Brief Report: Long-Term Functional Engraftment of Mesenchymal Progenitor Cells in a Mouse Model of Accelerated Aging§


  • Author contributions: L.S., T.B., J.-H.K., and Y.Z.: collection and/or assembly of data, data analysis and interpretation, manuscript writing, and final approval of manuscript; K.P.E. and E.A.M.: collection and/or assembly of data and final approval of manuscript; Q.C.: collection and/or assembly of data, provision of study materials, and final approval of manuscript; K.D.H. and S.G.E.: data analysis and interpretation, manuscript writing, and final approval of manuscript; F.B.J.: collection and/or assembly of data, provision of study materials, data analysis and interpretation, manuscript writing, and final approval of manuscript; R.J.P.: conception and design, financial support, collection and/or assembly of data, data analysis and interpretation, manuscript writing, and final approval of manuscript. L.S. and T.A.B. contributed equally to this article.

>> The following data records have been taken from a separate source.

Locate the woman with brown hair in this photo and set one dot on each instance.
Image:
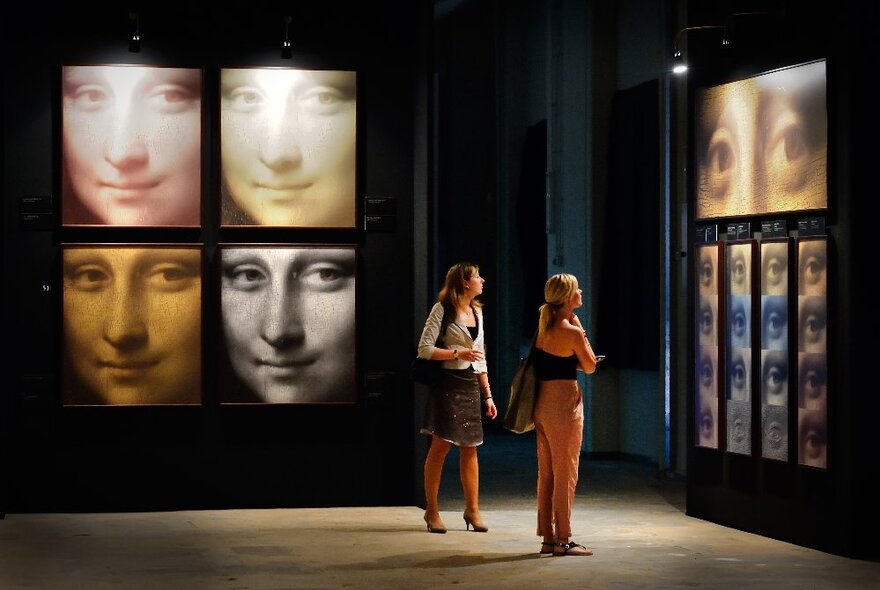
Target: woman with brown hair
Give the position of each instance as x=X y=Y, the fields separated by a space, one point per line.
x=454 y=335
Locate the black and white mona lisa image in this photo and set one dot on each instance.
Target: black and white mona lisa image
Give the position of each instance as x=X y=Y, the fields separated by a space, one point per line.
x=706 y=355
x=288 y=324
x=812 y=261
x=738 y=333
x=132 y=329
x=774 y=349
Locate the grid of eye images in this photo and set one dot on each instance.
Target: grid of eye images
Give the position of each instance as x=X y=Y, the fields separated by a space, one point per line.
x=771 y=348
x=132 y=314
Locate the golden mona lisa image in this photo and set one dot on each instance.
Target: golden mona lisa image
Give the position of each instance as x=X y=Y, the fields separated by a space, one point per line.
x=131 y=146
x=131 y=325
x=761 y=144
x=812 y=367
x=288 y=147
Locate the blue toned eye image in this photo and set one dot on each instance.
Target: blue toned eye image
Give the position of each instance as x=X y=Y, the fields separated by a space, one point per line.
x=739 y=371
x=774 y=322
x=707 y=321
x=774 y=378
x=706 y=406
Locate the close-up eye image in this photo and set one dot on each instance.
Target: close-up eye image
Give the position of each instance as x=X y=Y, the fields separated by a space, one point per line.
x=812 y=438
x=706 y=407
x=739 y=427
x=739 y=265
x=812 y=267
x=774 y=432
x=774 y=377
x=774 y=322
x=739 y=321
x=774 y=268
x=739 y=371
x=707 y=269
x=812 y=380
x=812 y=323
x=706 y=321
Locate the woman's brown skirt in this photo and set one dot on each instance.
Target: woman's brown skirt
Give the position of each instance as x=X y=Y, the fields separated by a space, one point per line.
x=452 y=411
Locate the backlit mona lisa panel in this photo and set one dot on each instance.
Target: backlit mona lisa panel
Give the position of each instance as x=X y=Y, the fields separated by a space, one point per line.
x=812 y=357
x=132 y=328
x=761 y=144
x=706 y=401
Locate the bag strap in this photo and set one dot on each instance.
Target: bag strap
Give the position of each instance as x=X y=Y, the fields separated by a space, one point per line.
x=532 y=348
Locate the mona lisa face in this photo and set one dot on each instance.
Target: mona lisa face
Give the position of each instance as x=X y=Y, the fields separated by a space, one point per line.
x=289 y=322
x=812 y=267
x=131 y=145
x=706 y=408
x=287 y=143
x=761 y=144
x=774 y=268
x=132 y=325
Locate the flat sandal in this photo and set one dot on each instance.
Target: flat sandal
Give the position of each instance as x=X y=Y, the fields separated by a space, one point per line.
x=572 y=548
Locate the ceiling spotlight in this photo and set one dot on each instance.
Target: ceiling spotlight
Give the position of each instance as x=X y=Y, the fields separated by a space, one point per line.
x=286 y=49
x=134 y=44
x=678 y=64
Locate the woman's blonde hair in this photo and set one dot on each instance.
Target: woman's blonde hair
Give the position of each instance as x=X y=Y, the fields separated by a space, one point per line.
x=558 y=290
x=453 y=287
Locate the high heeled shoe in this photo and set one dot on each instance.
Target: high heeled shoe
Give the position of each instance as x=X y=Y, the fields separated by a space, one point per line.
x=435 y=525
x=478 y=525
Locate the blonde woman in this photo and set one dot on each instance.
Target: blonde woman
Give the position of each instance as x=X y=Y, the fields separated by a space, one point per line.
x=561 y=349
x=452 y=412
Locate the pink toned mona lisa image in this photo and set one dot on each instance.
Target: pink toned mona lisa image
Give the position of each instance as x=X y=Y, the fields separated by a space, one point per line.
x=288 y=147
x=131 y=146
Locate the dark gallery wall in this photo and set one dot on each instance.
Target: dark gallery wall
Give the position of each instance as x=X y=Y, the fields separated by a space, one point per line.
x=55 y=458
x=829 y=509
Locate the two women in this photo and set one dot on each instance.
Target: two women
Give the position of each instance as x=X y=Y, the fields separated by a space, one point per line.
x=454 y=335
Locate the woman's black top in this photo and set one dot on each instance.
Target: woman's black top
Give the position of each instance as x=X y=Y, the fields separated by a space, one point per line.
x=550 y=366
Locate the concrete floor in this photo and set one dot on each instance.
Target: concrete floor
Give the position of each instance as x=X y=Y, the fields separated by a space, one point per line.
x=633 y=521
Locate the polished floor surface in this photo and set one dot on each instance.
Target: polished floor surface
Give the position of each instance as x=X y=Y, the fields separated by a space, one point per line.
x=633 y=520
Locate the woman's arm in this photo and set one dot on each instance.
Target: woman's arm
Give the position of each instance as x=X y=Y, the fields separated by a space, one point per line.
x=428 y=348
x=486 y=394
x=581 y=346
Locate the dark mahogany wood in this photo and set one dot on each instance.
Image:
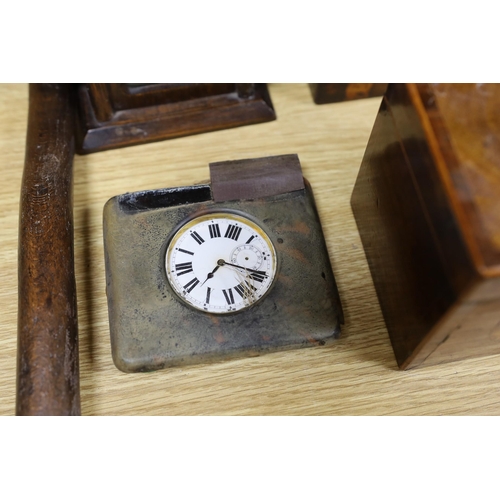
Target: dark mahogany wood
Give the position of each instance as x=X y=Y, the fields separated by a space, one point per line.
x=427 y=205
x=47 y=372
x=117 y=115
x=324 y=93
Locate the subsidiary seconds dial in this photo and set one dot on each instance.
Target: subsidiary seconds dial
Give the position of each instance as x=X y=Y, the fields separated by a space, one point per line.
x=220 y=263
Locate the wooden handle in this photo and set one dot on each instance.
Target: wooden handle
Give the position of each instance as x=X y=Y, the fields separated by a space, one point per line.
x=47 y=371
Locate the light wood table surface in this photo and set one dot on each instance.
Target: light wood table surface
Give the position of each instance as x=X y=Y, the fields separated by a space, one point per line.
x=357 y=375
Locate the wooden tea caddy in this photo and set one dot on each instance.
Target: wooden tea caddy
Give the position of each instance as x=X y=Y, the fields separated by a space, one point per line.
x=85 y=118
x=427 y=205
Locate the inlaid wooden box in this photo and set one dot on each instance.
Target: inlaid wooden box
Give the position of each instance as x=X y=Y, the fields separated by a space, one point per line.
x=427 y=205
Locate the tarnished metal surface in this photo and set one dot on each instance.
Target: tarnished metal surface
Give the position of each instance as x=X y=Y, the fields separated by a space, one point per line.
x=151 y=328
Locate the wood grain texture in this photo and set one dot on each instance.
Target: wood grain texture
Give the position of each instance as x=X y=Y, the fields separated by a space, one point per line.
x=356 y=376
x=427 y=202
x=326 y=93
x=119 y=115
x=47 y=372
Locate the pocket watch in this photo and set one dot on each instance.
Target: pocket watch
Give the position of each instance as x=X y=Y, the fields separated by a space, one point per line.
x=221 y=263
x=237 y=267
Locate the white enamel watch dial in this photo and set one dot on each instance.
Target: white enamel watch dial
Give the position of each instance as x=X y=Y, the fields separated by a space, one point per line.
x=220 y=263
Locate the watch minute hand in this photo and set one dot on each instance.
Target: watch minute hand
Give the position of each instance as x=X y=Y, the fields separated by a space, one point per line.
x=224 y=263
x=210 y=275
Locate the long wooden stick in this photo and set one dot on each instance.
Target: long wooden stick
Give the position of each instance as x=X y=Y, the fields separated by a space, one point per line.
x=47 y=371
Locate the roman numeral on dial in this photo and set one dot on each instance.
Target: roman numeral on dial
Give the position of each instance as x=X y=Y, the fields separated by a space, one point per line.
x=233 y=232
x=197 y=237
x=214 y=230
x=189 y=286
x=228 y=294
x=184 y=268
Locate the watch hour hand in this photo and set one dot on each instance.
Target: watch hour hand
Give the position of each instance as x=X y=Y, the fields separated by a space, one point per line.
x=210 y=275
x=254 y=272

  • Disclosure of potential conflicts of interest is found at the end of this article.

  • §

    First published online in STEM CELLSEXPRESS November 29, 2012.


Age-related osteoporosis is characterized by a decrease in bone-forming capacity mediated by defects in the number and function of osteoblasts. An important cellular mechanism that may in part explain osteoblast dysfunction that occurs with aging is senescence of mesenchymal progenitor cells (MPCs). In the telomere-based Wrn−/−Terc−/− model of accelerated aging, the osteoporotic phenotype of these mice is also associated with a major decline in MPC differentiation into osteoblasts. To investigate the role of MPC aging as a cell-autonomous mechanism in senile bone loss, transplantation of young wild-type whole bone marrow into Wrn−/−Terc−/− mutants was performed and the ability of engrafted cells to differentiate into cells of the osteoblast lineage was assessed. We found that whole bone marrow transplantation in Wrn−/−Terc−/− mice resulted in functional engraftment of MPCs up to 42 weeks, which was accompanied by a survival advantage as well as delays in microarchitectural features of skeletal aging. STEM CELLS2013;31:607–611


Skeletal aging of bone is characterized by loss of mineral content and microarchitectural changes that decrease bone strength and predispose bone to damage from repeated loading [1, 2].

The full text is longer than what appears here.